Unger objected to hearsay as Espinoza described a seedy drug world involving the defendants and the victims.

Superior Court Judge Lauren Erickson allowed Espinoza to continue his statement and reminded the jury that it had not been proven.

Unger encouraged the jurors to “set aside your moral judgments” because all parties had been using drugs.

“Everybody here was on drugs,” Unger said.

“The deceased, the defendants, everybody was addicted to drugs.”

Unger said LeTellier had made statements to law enforcement about being raped by the Iversons on Dec. 10, 2018.

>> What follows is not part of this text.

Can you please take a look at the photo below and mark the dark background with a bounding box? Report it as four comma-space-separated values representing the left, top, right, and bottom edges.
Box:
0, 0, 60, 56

“She will tell you that, as a result of the brutal rape that she described in later statements at the hands of Darrell Iverson and Jordan Iverson with the tacit participation of Tiffany May — this is all according to Kallie, now — that is how it was that these three people were murdered,” Unger said.

“Dennis didn’t go up there with any intention of hurting anybody,” Unger added.

“He did not know that any of this would happen.”